There is no single ideal number - anywhere in the WHO normal band of 18.5 to 24.9 is considered healthy for most adults. Rather than chasing an exact figure, aim to stay inside that range and pair it with other markers like waist circumference, fitness, and blood work. If you are toward the edges of the range, small sustained changes in eating and activity move the number more reliably than crash dieting.

How much weight changes my BMI by one point?

It depends on your height because BMI scales with height squared. Roughly, one BMI point equals your height in meters squared, in kilograms. For someone 5'9" (1.75 m), one BMI point is about 3.1 kg (around 6.7 lb); for someone 6'2" it is closer to 3.6 kg (about 8 lb). That is why taller people need a larger weight change to shift the same number of BMI points.

Why is waist circumference recommended alongside BMI?

BMI cannot tell where fat is stored, and abdominal (visceral) fat carries more health risk than fat on the hips and thighs. Waist circumference and waist-to-height ratio capture that. The NIH considers waist measurements above 40 inches in men and 35 inches in women a sign of higher risk, even when BMI is in the normal range, so the two measures work best together.

Does BMI apply to older adults the same way?

The adult cutoffs still apply at age 65 and over, but they should be read with extra caution. Older adults often lose muscle and bone (so a 'normal' BMI can hide low muscle mass), and some research suggests a slightly higher BMI is not harmful and may even be protective in later life. Treat BMI as one input and discuss it with a clinician who knows your overall health.

How do I lower my BMI?

Because height is fixed for adults, you lower BMI by lowering weight gradually.

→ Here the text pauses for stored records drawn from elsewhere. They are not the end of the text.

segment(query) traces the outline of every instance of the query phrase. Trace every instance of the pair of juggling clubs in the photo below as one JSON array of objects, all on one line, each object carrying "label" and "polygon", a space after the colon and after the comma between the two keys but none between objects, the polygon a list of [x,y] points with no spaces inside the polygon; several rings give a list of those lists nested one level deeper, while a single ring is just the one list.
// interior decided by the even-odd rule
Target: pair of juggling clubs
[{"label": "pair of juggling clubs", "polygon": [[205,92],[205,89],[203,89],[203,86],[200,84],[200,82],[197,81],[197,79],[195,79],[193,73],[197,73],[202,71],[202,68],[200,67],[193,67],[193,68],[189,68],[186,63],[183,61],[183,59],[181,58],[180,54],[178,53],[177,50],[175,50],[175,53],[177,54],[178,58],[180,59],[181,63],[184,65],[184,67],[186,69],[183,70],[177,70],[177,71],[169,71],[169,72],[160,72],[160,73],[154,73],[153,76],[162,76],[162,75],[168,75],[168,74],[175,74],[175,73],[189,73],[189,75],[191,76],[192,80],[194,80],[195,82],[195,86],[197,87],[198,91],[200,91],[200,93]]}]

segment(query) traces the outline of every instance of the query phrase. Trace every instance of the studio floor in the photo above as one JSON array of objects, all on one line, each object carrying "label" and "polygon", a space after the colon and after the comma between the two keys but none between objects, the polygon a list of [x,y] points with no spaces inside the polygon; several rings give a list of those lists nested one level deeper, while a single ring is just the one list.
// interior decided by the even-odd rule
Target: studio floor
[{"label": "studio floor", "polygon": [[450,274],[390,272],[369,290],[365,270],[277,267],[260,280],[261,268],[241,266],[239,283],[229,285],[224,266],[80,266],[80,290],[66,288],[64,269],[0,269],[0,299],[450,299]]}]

A modest, sustained calorie deficit of about 500 calories a day yields roughly one pound of loss per week, and since one BMI point is only about 7-8 pounds for a typical adult, a few months of steady change can move you a full category. Find your maintenance calories with a TDEE calculator, set a target with a calorie calculator, and pair the eating change with regular activity rather than crash dieting.

Is a BMI of 27 bad?

A BMI of 27 falls in the WHO 'overweight' band (25.0 to 29.9), below the obese threshold of 30. On its own it is a prompt to look closer, not a diagnosis - a muscular person can read 27 with low body fat, while someone with little muscle and a large waist at the same BMI carries more risk. Check it alongside waist circumference and overall health rather than treating the number as a verdict.

๐Ÿ’ก Good to know

BMI is a screen, not a diagnosis

Your BMI category is a starting point that flags whether a closer look is worthwhile - it does not, on its own, tell you whether you are healthy. Pair it with waist size, fitness, and a conversation with your clinician before drawing conclusions.

Athletes and very muscular people skew high

Because muscle weighs more than fat, well-trained athletes often land in the "overweight" band despite low body fat. If that is you, body-fat percentage or a waist measurement gives a far more accurate read than BMI.

Aim for the range, not an exact number

Anywhere in the WHO normal band (18.5-24.9) is healthy for most adults. Use the healthy weight range this tool shows as a realistic target, and focus on steady, sustainable changes rather than hitting a single perfect figure.